Use pandas for wrangling data.
- datatable mimics R's data.table for working with relatively big data (millions of observations), but I haven't tested it.
- For truly big data (hundreds of millions or billions of observations) use pyspark.
Use datetime for working with dates.
Never use os.chdir() or absolute file paths. Instead use relative file paths with the pyprojroot package.
- pyprojroot looks for the following files to determine which oflder is your root folder for the project: .git, .here, *.Rproj, requirements.txt, setup.py, .dvc, *.spyproject, pyproject.toml, .idea, or .vscode. If you don't have any of them, either create a project in Spyder using Projects > New Project, or create a blank file with one of these names (e.g., .here) in your project root directory.
Use assert frequently to add programmatic sanity checks in the code
pandas.describe() can be useful to print a "codebook" of the data, i.e. some summary stats about each variable in a data set.
Use pipconflictchecker to make sure there are not dependency conflicts after mass installing packages through pip.
Use fastreg for fast sparse regressions, particularly good for high-dimensional fixed effects.
Use pandas_tab.tab() for one-way and two-way tabulations similar to Stata's tabulate.

Folder structure

Generally, within a project folder, we have a subfolder called analysis where we are doing data analysis (and other sub-folders like paper where the paper draft is saved). Within the analysis subfolder, we have:

An .spyproject file for the project. (This can be created in Spyder, with Projects > New Project.)
- If you always open the project within Spyder before working (See "Project" in the left of Spyder) then the pyprojroot package will work for relative filepaths. More details can be found here.
data - only raw data go in this folder
documentation - documentation about the data go in this folder
proc - processed data sets go in this folder
results - results go in this folder
- figures - subfolder for figures
- tables - subfolder for tables
scripts - code goes in this folder
- Number scripts in the order in which they should be run
- programs - a subfolder containing functions called by the analysis scripts (if applicable)
- old - a subfolder where old scripts from previous versions are stored if there are major changes to the structure of the project for cleanliness

Scripts structure

Separating scripts

Because we often work with large data sets and efficiency is important, I advocate (nearly) always separating the following three actions into different scripts:

Data preparation (cleaning and wrangling)
Analysis (e.g. regressions)
Production of figures and tables

The analysis and figure/table scripts should not change the data sets at all (no pivoting from wide to long or adding new variables); all changes to the data should be made in the data cleaning scripts. The figure/table scripts should not run the regressions or perform other analysis; that should be done in the analysis scripts. This way, if you need to add a robustness check, you don't necessarily have to rerun all the data cleaning code (unless the robustness check requires defining a new variable). If you need to make a formatting change to a figure, you don't have to rerun all the analysis code (which can take awhile to run on large data sets).

Naming scripts

Include a 00_run.py script (described below).
Because a project often uses multiple data sources, I usually include a brief description of the data source being used as the first part of the script name (in the example below, ex describes the data source), followed by a description of the action being done (e.g. dataprep, reg, etc.), with each component of the script name separated by an underscore (_).
Number scripts in the order in which they should be run, starting with 01.

00_run.py script

Keep a script that lists each script that should be run to go from raw data to final results. Under the name of each script should be a brief description of the purpose of the script, as well all the input data sets and output data sets that it uses. Ideally, a user could run the master script to run the entire analysis from raw data to final results (although this may be infeasible for some project, e.g. one with multiple confidential data sets that can only be accessed on separate servers).
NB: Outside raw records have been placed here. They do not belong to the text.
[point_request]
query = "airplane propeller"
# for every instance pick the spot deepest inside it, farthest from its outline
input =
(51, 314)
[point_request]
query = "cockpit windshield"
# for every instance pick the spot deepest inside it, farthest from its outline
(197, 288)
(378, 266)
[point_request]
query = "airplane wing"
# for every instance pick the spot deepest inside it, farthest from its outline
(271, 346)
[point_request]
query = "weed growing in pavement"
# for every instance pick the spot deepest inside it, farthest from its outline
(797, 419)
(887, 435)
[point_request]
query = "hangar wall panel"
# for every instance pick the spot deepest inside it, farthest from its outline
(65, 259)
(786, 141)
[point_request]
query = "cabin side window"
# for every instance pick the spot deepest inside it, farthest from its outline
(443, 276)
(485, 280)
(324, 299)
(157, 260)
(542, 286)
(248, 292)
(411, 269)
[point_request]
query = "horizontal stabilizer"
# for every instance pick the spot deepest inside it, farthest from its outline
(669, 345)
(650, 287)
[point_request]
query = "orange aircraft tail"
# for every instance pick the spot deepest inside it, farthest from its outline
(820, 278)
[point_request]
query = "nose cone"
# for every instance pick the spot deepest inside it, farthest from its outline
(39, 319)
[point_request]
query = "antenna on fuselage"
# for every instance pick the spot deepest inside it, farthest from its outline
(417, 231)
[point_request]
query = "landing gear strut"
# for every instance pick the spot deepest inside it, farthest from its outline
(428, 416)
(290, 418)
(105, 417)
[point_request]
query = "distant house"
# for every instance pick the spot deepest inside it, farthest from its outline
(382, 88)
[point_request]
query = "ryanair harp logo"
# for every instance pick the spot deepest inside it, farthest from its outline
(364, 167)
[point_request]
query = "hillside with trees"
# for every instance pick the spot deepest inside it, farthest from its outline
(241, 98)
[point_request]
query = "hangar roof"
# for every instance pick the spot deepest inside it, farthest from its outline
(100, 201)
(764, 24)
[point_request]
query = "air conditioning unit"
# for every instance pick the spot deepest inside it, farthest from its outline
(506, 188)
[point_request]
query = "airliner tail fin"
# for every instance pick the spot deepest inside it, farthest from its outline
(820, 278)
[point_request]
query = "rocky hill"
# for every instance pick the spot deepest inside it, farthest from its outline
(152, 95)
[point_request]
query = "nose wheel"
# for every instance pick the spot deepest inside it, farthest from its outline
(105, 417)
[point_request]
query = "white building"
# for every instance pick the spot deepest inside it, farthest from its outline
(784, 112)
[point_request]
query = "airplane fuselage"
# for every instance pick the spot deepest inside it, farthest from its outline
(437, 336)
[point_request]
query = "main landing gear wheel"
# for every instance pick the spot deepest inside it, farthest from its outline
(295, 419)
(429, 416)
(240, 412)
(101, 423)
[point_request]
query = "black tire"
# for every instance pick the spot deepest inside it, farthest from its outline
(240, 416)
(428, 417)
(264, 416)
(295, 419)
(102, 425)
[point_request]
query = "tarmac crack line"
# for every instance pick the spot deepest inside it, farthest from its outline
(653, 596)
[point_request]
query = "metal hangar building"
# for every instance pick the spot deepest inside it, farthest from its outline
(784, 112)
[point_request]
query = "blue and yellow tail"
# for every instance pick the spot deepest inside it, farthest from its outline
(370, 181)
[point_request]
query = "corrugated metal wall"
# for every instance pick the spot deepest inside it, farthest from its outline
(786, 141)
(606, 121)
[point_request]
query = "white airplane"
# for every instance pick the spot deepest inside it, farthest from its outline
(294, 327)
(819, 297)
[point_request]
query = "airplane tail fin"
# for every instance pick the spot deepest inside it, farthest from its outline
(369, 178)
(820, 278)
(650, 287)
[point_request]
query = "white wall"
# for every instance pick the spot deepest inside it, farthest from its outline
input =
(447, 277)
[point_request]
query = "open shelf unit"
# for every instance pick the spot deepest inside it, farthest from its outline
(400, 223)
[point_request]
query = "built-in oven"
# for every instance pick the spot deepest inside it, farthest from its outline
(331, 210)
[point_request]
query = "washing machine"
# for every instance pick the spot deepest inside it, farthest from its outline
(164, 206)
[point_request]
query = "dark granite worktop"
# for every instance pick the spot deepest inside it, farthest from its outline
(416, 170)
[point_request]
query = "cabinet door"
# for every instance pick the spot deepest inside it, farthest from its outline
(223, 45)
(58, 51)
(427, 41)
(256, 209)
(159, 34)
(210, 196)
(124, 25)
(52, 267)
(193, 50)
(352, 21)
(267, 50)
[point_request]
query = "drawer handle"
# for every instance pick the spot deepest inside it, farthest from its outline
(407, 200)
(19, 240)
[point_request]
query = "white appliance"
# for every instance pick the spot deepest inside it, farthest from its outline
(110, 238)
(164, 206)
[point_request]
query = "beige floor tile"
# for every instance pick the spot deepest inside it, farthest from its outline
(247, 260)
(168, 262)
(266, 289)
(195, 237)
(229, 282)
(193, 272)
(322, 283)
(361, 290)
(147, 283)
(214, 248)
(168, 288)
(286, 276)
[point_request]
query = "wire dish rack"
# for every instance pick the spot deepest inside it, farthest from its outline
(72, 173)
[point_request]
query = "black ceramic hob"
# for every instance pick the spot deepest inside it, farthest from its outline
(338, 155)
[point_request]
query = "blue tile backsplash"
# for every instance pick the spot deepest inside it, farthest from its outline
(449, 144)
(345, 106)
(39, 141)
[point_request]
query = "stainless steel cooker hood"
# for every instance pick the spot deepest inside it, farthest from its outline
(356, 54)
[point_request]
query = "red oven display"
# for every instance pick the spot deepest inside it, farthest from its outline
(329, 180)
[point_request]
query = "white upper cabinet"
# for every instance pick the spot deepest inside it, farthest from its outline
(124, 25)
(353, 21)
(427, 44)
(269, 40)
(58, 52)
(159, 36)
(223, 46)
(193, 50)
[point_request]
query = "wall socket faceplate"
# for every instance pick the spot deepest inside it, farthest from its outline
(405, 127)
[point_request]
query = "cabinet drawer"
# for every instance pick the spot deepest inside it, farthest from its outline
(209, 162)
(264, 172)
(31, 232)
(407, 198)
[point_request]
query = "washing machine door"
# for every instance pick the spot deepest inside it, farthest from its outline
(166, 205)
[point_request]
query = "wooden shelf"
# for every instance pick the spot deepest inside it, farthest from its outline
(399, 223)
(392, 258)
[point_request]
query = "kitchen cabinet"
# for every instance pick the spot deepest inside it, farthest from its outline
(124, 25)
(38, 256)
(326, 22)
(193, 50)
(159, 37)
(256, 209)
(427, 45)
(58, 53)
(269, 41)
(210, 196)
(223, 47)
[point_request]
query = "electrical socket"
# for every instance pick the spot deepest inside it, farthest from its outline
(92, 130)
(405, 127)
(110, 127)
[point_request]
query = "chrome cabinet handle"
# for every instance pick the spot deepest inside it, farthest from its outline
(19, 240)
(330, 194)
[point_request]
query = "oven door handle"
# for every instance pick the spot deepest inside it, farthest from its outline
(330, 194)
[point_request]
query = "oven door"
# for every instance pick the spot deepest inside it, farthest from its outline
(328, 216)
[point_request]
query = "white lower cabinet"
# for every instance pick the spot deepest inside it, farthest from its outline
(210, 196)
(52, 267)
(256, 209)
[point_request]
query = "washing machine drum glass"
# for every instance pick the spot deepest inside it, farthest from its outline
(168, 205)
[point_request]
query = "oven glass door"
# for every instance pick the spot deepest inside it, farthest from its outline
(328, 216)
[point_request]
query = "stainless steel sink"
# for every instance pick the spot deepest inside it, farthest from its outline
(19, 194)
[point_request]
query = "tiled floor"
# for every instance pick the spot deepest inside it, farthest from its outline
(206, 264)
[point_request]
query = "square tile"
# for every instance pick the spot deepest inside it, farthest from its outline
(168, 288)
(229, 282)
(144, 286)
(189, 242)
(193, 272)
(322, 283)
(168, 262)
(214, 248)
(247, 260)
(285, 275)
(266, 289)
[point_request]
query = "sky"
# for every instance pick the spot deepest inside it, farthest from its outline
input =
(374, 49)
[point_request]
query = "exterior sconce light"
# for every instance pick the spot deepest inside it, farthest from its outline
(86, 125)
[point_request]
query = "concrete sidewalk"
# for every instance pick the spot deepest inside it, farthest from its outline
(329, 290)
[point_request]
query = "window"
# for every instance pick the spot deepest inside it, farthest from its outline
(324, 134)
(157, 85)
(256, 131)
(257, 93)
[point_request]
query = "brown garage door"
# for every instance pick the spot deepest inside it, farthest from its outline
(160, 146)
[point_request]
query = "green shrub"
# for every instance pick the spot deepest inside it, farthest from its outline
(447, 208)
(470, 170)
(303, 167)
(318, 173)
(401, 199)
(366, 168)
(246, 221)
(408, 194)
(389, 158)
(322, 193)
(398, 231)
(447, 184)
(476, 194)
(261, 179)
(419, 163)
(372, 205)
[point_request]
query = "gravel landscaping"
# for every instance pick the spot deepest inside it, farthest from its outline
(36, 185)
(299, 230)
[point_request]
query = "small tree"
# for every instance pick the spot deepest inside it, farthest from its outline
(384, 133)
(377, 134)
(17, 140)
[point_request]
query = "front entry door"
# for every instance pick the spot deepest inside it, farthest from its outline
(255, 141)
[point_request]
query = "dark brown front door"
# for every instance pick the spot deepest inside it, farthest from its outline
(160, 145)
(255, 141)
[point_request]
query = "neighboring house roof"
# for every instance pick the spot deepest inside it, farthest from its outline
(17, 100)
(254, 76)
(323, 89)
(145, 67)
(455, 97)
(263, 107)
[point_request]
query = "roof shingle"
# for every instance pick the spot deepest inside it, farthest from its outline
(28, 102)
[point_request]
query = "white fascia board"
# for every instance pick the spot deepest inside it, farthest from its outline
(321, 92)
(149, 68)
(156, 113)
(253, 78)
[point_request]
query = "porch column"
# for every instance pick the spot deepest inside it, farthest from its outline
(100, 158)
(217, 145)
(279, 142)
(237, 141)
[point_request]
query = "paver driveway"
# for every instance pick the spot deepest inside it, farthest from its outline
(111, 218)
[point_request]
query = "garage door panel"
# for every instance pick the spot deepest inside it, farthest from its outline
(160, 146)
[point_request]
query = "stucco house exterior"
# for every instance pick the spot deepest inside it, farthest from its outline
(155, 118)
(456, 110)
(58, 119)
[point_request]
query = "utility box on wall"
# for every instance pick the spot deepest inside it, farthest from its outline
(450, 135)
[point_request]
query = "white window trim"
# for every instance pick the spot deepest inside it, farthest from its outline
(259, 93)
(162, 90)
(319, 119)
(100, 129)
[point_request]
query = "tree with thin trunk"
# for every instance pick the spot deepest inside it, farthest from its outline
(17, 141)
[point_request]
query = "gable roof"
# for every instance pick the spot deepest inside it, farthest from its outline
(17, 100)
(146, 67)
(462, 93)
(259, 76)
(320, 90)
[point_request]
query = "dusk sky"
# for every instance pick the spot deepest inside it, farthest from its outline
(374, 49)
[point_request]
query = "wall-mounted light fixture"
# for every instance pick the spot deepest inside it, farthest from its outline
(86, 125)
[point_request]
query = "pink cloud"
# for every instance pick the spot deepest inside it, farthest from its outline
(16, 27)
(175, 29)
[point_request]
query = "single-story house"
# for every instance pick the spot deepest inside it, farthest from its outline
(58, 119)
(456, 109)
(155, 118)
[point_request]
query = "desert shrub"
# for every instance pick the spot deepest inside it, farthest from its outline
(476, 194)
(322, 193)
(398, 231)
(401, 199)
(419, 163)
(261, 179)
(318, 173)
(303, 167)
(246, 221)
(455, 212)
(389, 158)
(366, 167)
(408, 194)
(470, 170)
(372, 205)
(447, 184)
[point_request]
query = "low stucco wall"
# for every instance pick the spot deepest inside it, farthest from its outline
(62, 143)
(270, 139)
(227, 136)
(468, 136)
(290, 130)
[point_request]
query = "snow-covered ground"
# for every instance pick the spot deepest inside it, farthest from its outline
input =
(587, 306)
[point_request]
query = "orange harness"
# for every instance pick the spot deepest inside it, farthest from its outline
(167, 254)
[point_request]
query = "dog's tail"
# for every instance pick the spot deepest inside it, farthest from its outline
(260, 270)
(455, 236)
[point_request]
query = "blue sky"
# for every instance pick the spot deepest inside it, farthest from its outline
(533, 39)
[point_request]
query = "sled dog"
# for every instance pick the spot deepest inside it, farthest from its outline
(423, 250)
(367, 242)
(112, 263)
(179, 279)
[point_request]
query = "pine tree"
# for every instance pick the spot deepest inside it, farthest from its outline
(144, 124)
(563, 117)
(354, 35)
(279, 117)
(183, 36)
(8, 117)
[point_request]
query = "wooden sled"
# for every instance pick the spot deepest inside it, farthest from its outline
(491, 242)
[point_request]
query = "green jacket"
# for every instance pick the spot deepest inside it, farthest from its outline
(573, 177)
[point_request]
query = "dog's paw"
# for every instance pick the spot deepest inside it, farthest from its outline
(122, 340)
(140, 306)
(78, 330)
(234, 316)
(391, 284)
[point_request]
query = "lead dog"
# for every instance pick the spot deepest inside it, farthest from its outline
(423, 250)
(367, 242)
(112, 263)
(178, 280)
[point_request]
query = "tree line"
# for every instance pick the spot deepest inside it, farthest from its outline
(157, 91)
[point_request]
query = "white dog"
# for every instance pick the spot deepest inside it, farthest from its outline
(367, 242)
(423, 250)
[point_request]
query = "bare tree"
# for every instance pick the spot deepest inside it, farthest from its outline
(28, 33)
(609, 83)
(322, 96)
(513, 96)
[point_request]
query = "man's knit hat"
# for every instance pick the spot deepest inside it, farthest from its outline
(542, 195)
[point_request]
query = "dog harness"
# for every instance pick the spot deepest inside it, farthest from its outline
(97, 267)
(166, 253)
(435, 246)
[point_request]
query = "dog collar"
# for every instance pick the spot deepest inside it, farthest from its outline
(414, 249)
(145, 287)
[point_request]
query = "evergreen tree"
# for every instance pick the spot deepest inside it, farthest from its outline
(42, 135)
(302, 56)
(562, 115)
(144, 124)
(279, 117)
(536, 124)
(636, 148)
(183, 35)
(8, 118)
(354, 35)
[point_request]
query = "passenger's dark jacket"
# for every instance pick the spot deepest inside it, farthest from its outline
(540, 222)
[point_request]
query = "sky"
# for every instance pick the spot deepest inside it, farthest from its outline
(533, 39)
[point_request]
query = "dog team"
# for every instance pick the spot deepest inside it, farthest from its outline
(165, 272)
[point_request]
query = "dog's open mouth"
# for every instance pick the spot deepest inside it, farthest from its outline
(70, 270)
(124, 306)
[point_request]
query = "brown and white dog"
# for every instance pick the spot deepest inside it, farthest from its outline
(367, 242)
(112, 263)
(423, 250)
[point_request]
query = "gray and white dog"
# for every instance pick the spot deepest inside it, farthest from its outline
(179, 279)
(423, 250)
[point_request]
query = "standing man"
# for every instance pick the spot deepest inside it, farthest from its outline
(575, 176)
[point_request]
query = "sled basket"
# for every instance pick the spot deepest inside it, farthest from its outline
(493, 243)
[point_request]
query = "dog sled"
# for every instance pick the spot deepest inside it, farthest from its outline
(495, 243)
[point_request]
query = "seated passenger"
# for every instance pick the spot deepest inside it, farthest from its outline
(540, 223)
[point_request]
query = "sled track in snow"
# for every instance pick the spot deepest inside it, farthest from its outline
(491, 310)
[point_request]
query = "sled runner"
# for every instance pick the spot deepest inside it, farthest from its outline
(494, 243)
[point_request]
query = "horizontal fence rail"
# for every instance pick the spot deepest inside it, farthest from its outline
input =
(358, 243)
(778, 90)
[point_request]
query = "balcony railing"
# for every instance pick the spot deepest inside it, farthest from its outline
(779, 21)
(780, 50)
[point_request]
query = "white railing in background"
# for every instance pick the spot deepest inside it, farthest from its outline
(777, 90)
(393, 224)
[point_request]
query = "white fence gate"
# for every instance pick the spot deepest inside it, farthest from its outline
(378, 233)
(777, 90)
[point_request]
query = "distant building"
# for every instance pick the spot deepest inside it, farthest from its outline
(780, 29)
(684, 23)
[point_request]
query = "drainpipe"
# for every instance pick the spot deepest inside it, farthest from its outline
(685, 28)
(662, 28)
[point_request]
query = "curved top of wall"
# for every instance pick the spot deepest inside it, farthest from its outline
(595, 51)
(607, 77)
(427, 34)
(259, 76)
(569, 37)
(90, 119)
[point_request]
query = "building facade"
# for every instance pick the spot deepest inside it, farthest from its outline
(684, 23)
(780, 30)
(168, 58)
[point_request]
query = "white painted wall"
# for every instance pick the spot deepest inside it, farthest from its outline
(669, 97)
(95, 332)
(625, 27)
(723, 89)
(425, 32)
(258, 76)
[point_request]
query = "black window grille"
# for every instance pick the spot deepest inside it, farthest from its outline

Also, consider adding a print_performance function to your "00_run.py". You can write a print_performance.py file and store it in a seperate folder along with other self-written programs, so that you can use it in multiple scripts. We included an example of print_performance.py in this repo. The time_stamp.py is designed to use along with print_performance.py or for logging purposes. It appended a time stamp in the format of "YYYYMMDD_hhmmss" to the file name, e.g. "01_ex_dataprep_performance_20220101_200000.txt" (The performance of "01_ex_dataprep", started running at 20:00:00 on 1/1/2022).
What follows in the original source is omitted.